Washington: Republican delegates -- designated during the presidential primary process -- will choose the party's candidate for the November election at a nominating convention in Cleveland in July.

But frontrunner Donald Trump's rivals are hoping to prevent him from achieving the majority of delegates needed to seize the prize -- a situation that would result in a brokered convention.

File image of Donald Trump at a plane-side rally in a hanger at Youngstown-Warren Regional Airport in Vienna, Ohio on Monday. AP

File image of Donald Trump at a plane-side rally in a hanger at Youngstown-Warren Regional Airport in Vienna, Ohio on Monday. AP

According to Republican party rules, each US state and a handful of territories send a certain number of delegates to the convention to elect the White House nominee. The rules for choosing those delegates vary from state to state.

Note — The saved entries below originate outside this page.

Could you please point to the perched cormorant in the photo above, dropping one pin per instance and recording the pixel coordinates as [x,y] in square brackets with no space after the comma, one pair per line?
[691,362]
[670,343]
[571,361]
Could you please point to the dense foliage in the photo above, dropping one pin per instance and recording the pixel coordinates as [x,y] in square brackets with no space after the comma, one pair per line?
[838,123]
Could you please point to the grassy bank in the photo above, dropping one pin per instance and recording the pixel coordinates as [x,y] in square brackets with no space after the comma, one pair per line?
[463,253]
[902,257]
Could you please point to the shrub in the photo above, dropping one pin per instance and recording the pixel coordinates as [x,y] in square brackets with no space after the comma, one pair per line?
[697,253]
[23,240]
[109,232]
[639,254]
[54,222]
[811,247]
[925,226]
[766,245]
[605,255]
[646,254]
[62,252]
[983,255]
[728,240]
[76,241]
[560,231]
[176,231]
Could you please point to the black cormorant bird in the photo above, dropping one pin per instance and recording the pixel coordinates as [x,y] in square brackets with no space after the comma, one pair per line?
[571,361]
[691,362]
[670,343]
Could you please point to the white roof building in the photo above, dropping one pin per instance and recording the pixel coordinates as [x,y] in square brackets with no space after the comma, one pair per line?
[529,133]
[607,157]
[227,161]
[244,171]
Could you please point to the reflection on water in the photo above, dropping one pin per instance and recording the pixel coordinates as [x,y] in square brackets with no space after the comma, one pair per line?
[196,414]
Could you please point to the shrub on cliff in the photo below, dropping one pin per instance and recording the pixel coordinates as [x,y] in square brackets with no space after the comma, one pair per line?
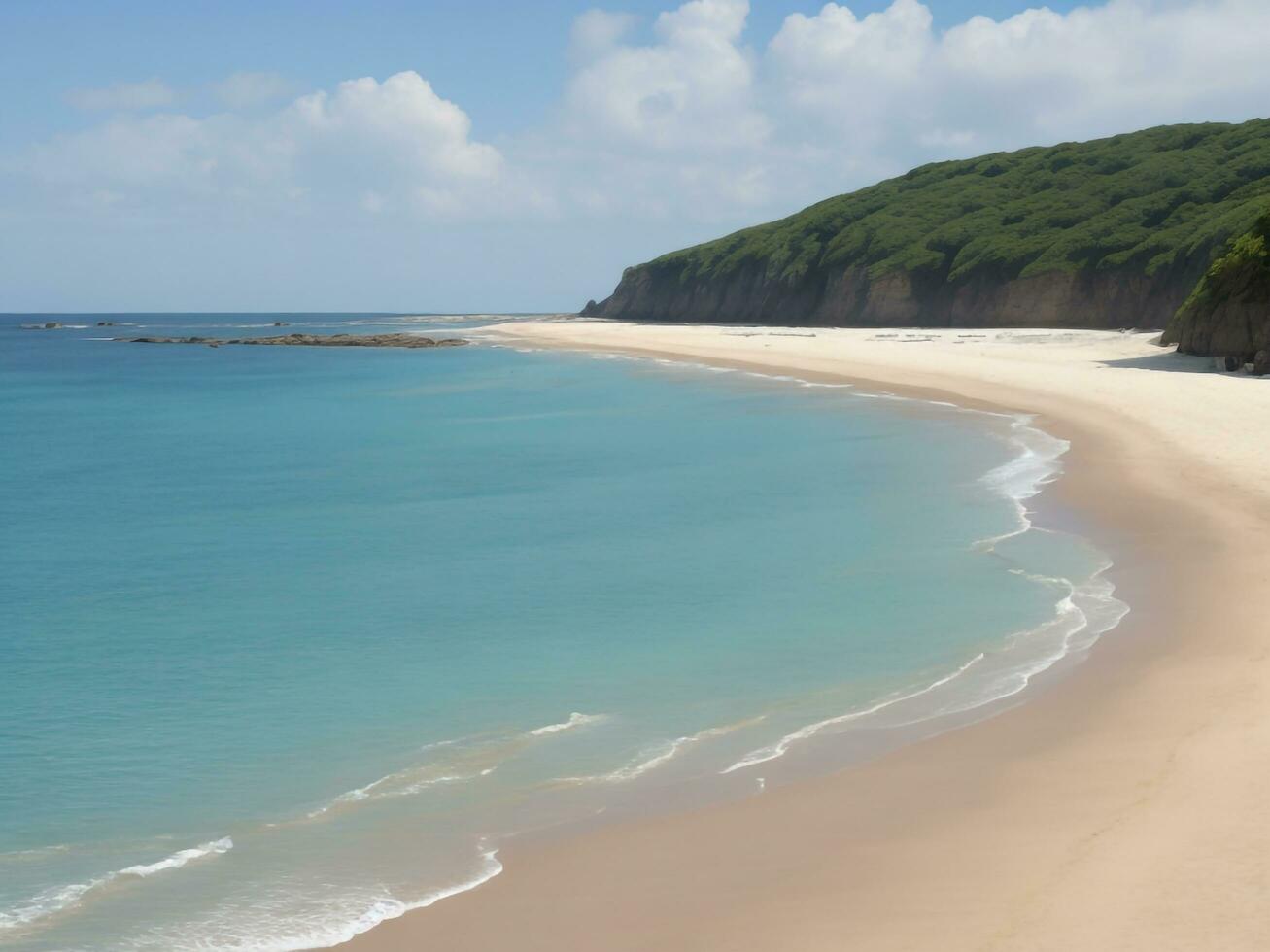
[1228,314]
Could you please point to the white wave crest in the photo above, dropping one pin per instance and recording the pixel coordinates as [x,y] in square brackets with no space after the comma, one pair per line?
[772,750]
[653,757]
[60,899]
[575,720]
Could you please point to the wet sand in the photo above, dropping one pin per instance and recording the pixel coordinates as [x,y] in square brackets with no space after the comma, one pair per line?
[1121,807]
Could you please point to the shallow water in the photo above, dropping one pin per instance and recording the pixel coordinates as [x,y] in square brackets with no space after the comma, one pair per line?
[293,638]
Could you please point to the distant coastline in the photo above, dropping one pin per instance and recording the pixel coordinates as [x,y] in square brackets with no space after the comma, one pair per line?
[1104,795]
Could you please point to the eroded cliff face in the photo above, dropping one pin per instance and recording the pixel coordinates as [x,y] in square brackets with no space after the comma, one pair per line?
[850,297]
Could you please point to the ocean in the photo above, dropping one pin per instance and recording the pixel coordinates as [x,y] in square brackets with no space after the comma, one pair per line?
[294,640]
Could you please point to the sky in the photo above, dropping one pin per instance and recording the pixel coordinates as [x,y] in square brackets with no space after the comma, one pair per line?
[393,155]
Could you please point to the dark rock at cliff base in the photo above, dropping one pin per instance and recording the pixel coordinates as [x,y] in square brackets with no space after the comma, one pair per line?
[1228,313]
[1107,234]
[402,340]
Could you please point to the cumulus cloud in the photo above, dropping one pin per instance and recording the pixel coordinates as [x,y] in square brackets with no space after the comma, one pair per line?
[123,96]
[686,119]
[892,82]
[367,144]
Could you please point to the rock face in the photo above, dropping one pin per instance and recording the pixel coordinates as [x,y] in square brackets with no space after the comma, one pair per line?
[1228,314]
[1107,234]
[852,298]
[406,340]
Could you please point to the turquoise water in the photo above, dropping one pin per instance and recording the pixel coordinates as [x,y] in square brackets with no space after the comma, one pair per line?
[293,638]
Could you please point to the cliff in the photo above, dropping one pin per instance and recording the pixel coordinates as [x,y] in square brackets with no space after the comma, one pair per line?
[1228,314]
[1107,234]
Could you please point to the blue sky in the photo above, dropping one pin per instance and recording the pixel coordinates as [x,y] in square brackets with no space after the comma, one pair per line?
[474,155]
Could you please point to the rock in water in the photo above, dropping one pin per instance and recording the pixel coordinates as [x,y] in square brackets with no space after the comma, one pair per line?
[405,340]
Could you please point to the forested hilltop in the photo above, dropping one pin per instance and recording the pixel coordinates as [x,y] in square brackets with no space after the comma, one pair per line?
[1228,314]
[1107,234]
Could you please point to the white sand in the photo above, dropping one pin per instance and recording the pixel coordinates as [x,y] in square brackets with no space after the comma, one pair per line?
[1124,810]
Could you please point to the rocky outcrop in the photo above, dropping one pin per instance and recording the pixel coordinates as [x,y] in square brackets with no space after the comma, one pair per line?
[406,340]
[1107,234]
[1228,314]
[851,297]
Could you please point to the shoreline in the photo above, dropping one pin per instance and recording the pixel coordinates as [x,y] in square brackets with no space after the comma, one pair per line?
[1112,793]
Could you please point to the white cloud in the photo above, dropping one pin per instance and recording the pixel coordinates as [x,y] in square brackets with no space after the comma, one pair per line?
[123,96]
[892,84]
[596,32]
[241,90]
[685,122]
[401,120]
[396,141]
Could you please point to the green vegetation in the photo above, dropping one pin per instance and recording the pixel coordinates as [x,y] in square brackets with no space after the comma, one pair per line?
[1141,202]
[1228,311]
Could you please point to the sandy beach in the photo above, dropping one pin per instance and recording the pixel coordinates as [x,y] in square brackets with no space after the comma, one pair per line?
[1123,807]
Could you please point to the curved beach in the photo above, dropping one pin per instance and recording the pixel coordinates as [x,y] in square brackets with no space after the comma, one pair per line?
[1120,809]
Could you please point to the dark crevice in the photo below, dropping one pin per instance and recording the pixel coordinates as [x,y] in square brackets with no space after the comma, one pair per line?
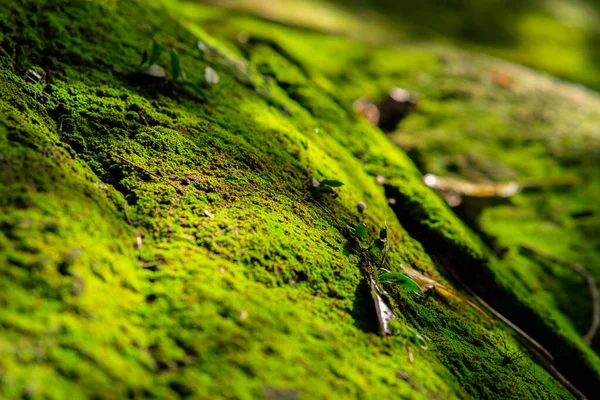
[476,272]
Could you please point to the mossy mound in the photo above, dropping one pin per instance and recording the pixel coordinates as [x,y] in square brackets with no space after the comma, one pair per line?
[159,239]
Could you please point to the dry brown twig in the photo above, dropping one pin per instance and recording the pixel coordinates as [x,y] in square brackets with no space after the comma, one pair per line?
[591,283]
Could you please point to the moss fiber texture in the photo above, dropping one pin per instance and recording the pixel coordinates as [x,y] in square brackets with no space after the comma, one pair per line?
[158,239]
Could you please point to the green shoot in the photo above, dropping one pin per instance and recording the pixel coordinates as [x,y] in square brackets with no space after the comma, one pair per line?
[175,65]
[156,50]
[399,279]
[361,230]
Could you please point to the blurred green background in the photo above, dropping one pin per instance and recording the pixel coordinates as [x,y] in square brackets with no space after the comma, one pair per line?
[561,37]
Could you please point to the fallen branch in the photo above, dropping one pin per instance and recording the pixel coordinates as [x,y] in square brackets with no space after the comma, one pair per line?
[591,283]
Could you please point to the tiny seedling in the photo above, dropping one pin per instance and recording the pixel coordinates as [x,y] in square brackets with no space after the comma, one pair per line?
[361,230]
[400,280]
[326,186]
[176,66]
[156,50]
[511,357]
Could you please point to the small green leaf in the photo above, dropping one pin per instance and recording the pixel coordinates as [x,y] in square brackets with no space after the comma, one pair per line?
[156,49]
[377,245]
[175,65]
[144,58]
[323,189]
[396,278]
[361,230]
[332,183]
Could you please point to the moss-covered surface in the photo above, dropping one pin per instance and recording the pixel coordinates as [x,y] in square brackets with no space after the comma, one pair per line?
[116,280]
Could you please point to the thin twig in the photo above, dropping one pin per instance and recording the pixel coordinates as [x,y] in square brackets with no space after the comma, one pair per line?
[508,322]
[178,189]
[591,283]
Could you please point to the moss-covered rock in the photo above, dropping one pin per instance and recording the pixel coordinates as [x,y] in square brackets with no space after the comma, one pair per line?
[160,238]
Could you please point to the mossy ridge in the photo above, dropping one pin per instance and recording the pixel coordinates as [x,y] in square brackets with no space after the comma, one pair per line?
[466,78]
[92,115]
[95,99]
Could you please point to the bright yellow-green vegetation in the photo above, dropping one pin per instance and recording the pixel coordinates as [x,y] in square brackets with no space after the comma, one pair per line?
[159,240]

In Florida, for instance all 99 delegates went to Trump as the winner of Tuesday's primary, while in New Hampshire, delegates were awarded on a proportional basis.

Over the course of the primary campaign, each candidate amasses delegates. For the past four decades, the frontrunner has always reached the magic number needed to win the nomination.

This year, that number is 1,237 -- the majority of the 2,472 delegates in play.

But the strength of resistance to Trump's candidacy, still opposed by rivals Texas Senator Ted Cruz and Ohio Governor John Kasich as well as the bulk of the Republic establishment -- makes it possible that he may fall short.

If that were to happen, the outcome would be what is known as a brokered convention in which the delegates -- who normally play a purely symbolic role, effectively rubber-stamping the results of the primaries -- acquire a critical influence over the nomination.

For the first round ballot, party rules oblige delegates to back the candidate to whom they were pledged in the primaries. Those tied to candidates no longer in the race, such as Marco Rubio and Jeb Bush, would not vote.

But based on the results of the primaries, that first round would not produce a majority, and the vote would go to a second round.

"The majority of states free their delegates after the first ballot," explains Josh Putnam, a lecturer in the department of political science at the University of Georgia and a campaign expert.

That means those delegates could change their votes -- and may gravitate towards an alternative candidate.

- Rare occurrence

Such a situation is possible because in a bit less than 75 percent of US states, the selection of convention delegates is done without input from the candidates themselves, Ben Ginsberg, a former Republican National Committee lawyer, told MSNBC.

The delegates are chosen in local party conventions over the coming months. So, a Trump delegate could choose to vote for Kasich or Cruz in an eventual second round.

According to The New York Times, 57 percent of the delegates would be freed up to change their votes in the second round, and 81 percent would be freed up in a third round. There is no limit on the number of rounds before a candidate earns a majority.

There is one caveat: a committee will meet a few days before the convention at which point they could decide to change the convention rules.

Brokered conventions are rare in modern American politics, with the parties invariably finding complex maneuvers to avoid such a scenario.

In 1976, no Republican candidate had a majority. Incumbent president Gerald Ford was facing Ronald Reagan. After several days of deal-making, Ford won in the first round thanks to support from uncommitted delegates.

The last time that several vote rounds were needed came in 1948, when Thomas Dewey was the eventual candidate. For the Democrats, the last brokered convention was in 1952, with three rounds necessary to pick Adlai Stevenson.